Can anyone help me correct this?

Thanks in advance for your help.

Regards,
Goof


----------



## blues_harp28 (Jan 9, 2005)

Hi first thing to try IE repair.
Start>settings>control panel>add-remove programs.
Find Microsoft Internet Explorer and Internet Tools and Highlight.
Click on the Add-Remove button at the bottom of the screen.
Choose Repair Internet Explorer. 
Click>OK 
You may need to restart your computer.


----------



## Blue Zee (May 18, 2007)

Are you running Norton software?

If you are see this:

http://service1.symantec.com/SUPPOR...ontact_tscs_solve.html&src=sg&pcode=nsys&svy=

Zee


----------



## GOOF (Feb 4, 2007)

Blues_Harp 28,

Thanks for the suggestion. I tried it, but it did not fix the problem. As far as Blue Zee's question-I am not running norton. I am running AVG.

Goof


----------



## Blue Zee (May 18, 2007)

If the problem is not too old, you may want to try a System Restore to a date when the system was running OK (Start > Programs > Accessories > System Tools > System Restore).

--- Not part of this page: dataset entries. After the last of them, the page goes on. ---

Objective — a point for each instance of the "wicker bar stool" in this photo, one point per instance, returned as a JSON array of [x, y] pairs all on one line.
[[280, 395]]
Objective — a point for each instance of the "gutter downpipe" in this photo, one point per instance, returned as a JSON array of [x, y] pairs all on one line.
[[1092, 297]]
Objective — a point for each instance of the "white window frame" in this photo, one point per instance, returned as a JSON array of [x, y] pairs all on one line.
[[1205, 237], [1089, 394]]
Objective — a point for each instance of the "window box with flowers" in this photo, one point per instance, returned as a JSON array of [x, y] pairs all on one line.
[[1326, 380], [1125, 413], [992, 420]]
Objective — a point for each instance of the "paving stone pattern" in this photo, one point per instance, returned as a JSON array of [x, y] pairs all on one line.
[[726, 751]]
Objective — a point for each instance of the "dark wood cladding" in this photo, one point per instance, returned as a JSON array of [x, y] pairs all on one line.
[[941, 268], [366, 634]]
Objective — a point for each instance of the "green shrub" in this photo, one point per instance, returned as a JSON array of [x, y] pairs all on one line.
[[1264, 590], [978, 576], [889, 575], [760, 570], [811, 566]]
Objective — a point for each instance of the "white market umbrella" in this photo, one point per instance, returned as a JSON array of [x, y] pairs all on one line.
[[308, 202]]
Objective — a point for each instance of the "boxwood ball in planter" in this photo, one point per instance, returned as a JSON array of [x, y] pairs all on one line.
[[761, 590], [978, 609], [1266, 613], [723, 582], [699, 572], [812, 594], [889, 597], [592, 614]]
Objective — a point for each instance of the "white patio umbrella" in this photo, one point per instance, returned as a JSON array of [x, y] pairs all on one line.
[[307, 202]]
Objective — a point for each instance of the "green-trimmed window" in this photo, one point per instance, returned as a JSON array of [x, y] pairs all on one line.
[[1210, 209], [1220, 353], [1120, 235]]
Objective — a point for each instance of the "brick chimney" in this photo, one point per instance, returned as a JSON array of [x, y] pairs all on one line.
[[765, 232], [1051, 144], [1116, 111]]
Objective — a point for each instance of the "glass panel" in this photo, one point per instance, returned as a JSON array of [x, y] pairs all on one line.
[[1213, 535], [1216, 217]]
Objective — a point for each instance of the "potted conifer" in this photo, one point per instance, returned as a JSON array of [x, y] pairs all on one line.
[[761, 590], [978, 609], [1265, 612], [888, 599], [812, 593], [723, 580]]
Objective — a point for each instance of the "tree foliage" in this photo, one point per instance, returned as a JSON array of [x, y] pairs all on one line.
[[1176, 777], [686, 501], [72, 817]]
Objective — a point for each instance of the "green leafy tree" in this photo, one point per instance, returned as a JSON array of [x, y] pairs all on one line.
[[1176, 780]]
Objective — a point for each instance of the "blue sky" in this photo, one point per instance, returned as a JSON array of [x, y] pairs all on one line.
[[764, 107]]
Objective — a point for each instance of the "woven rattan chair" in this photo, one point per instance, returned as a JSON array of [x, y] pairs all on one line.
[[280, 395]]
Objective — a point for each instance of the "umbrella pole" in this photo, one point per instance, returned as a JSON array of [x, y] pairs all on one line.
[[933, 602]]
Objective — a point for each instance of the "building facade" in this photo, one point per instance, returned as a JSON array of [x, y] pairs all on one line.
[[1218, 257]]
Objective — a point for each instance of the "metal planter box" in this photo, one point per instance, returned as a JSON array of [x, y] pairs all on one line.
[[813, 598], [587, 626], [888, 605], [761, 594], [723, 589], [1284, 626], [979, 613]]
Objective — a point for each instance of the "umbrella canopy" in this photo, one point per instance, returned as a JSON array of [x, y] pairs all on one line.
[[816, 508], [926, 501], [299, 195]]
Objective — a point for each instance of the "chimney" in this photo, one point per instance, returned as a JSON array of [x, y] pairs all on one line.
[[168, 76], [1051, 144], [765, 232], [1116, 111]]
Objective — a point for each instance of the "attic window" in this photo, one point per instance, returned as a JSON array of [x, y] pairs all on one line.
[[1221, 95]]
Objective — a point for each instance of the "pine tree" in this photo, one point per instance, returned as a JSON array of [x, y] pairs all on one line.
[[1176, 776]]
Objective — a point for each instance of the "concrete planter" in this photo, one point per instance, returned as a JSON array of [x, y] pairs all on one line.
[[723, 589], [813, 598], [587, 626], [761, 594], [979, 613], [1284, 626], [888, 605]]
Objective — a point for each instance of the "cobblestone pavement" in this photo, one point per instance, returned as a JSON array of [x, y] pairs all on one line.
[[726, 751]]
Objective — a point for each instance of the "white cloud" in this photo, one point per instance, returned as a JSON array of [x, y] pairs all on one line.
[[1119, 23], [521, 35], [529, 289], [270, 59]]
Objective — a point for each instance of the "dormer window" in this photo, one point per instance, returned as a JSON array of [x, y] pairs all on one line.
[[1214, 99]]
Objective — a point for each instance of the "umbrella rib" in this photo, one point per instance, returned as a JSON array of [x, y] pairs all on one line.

But the troubleshooting steps on Norton's website are worth trying:

*- Configure Windows to show all files*

1. Double-click the My Computer icon. 
2. Click Tools > Folder Options.
3. Click the View tab. 
4. Uncheck Hide file extensions for known file types. 
5. Uncheck Hide protected operating system files and click Show hidden files and folders under the Hidden files folder.
6. Click Yes if you see a warning dialog box. 
7. Click Apply, and then click OK.

_*- Search for and rename the file RpaWinet.dll*_

1. Click Start > Find or Search > Files or Folders. 
2. In the Search Results window, set Look in to (C: ) and check Include subfolders. 
3. In the Named or Search for... box, type--or copy and paste--the following file names:

*RpaWinet.dll*

4. Click Find Now or Search Now. 
5. Right-click the file that is displayed, and then click Rename. 
6. Type RpaWinet.*old* and then press Enter.

*Note*
If you see a message indicating that the file cannot be changed, then computer in Safe mode and then rename the file.

7. Click Yes if you see another prompt. 
8. Close the Find utility and all open programs, and then restart the computer.

Test.

Zee


----------